As Jason explained how his turbulent childhood in Chicago lead to gang membership, drug dealing, and three prison sentences, he reminded listeners that “not everyone is lucky enough to get to share their story, most people don’t make it out.” This, he explained, is because when children grow up in violent or otherwise stressful communities they are not in an emotional state that allows them to succeed.
One key reason that Jason points to to further explain why children in violent communities become vulnerable to gang membership is fatherlessness. The experience of growing up without a father creates a sense of isolation and emotional tension that are too much to bear for many children, especially when combined with early exposure to violence, drug trade, and systematic poverty.
After Jason served a long prison sentence he felt that he needed a drastic change to prevent himself from getting caught up in the everything he was doing that got him into prison. He said that “out of desperation I went to college.” After excelling in his undergraduate studies, he perused graduate and postgraduate education in criminal justice studies.
Now, Jason is a professor at Hamline University in Minnesota teaching criminal justice studies. He conducts research and has recently written a book. However, Jason is deeply involved with his local community and stressed the importance of not just being an academic. Jason is the president of the Minneapolis NAACP and is on the front lines of many Black Lives Matter events.
For the second half of his presentation, Jason explained the history of the Black Lives Matter movement and reflected on questions like “what does it mean to be black at this point in history?” He also included a lot of information about the Civil Rights Movement in the mid 20th century, and drew helpful comparisons between what was happening then and what is happening now
Throughout, he explained how white culture criminalizes black people and their responses to institutionalized racism. Indeed, Dr. Martin Luther King Jr. was arrested many times and painted as a criminal by media and government officials. Explaining the connection between the Civil Rights Movement and the Black Lives Matter movement is crucial because now people are quick to tell black people protesting injustice that they should be more like MLK, when in actuality white people didn’t like MLK back then either.

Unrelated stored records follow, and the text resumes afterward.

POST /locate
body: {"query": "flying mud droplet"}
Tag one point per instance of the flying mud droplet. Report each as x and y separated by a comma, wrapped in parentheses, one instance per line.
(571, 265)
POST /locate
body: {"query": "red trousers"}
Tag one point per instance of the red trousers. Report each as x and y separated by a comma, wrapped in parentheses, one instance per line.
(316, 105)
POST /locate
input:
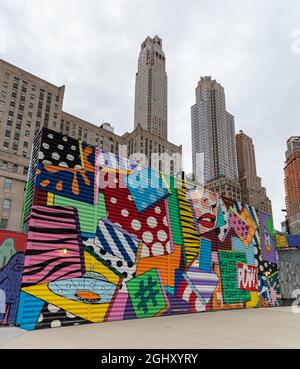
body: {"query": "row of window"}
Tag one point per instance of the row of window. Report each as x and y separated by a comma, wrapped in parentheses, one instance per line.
(12, 167)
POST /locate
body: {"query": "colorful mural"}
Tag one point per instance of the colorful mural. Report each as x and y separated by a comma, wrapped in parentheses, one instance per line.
(109, 240)
(12, 247)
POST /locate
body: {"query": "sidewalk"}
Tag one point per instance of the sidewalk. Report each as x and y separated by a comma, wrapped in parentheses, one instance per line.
(259, 328)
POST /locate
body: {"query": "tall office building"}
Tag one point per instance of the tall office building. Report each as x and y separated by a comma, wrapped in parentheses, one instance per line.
(213, 135)
(253, 193)
(151, 89)
(292, 184)
(28, 103)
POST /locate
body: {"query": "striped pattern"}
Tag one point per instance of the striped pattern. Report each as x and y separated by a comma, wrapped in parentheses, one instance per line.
(51, 230)
(187, 292)
(204, 282)
(191, 237)
(117, 242)
(112, 161)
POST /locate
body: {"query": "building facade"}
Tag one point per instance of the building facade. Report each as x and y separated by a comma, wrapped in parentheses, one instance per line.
(150, 150)
(253, 193)
(151, 89)
(292, 184)
(27, 103)
(213, 139)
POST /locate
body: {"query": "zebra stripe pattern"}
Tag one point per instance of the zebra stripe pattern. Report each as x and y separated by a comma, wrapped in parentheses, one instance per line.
(191, 237)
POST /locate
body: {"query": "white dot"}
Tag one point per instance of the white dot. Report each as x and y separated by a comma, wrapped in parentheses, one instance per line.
(147, 237)
(136, 225)
(145, 253)
(69, 315)
(55, 156)
(162, 236)
(47, 162)
(152, 222)
(157, 210)
(125, 213)
(168, 247)
(63, 164)
(53, 309)
(113, 200)
(158, 249)
(55, 324)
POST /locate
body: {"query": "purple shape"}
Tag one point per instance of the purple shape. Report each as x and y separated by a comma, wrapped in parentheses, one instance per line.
(267, 241)
(177, 306)
(10, 282)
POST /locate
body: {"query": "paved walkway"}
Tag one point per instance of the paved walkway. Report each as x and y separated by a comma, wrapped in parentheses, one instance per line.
(259, 328)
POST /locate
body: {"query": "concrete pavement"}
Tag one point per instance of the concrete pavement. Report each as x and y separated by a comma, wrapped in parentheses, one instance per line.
(259, 328)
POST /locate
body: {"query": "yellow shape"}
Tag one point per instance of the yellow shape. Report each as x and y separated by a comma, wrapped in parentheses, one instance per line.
(50, 199)
(94, 313)
(254, 302)
(281, 241)
(81, 154)
(92, 264)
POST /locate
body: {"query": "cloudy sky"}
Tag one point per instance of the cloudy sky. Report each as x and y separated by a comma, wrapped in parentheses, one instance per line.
(251, 47)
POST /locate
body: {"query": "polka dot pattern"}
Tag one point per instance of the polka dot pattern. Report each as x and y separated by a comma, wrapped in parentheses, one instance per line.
(150, 227)
(60, 151)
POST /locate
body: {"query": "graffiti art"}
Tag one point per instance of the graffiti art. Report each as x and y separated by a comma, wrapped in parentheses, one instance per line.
(110, 240)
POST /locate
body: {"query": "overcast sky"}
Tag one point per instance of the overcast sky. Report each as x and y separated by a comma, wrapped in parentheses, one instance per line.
(251, 47)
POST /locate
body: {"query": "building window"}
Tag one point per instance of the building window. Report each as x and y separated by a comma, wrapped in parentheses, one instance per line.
(3, 223)
(7, 183)
(7, 205)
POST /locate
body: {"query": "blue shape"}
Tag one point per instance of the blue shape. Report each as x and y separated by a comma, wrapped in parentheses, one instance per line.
(86, 191)
(29, 310)
(293, 240)
(220, 218)
(237, 245)
(146, 188)
(205, 255)
(97, 284)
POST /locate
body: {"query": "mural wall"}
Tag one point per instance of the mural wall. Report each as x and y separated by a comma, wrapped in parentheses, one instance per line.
(109, 240)
(12, 247)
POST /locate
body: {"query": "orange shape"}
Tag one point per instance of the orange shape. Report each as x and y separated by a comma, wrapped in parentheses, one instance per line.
(167, 264)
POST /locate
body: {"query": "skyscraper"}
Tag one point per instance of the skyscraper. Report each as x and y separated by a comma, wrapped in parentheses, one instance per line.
(253, 193)
(213, 135)
(151, 89)
(292, 184)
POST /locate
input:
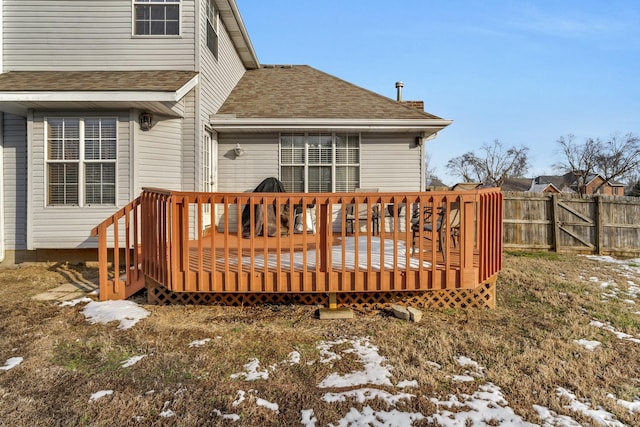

After he was done presenting, already 15 minutes over time, he promised to take every audience question and gave extended, profound answers. It was clear how passionate he is about making sure people truly understand what he is saying. Overall, this was an amazing event.
If you’re interested in learning more about modern incarceration tactics, check out 13th on Netflix — Ava DuVernay‘s brilliant documentary about the history of prisons and the modern implications of Reagan-era bullshit.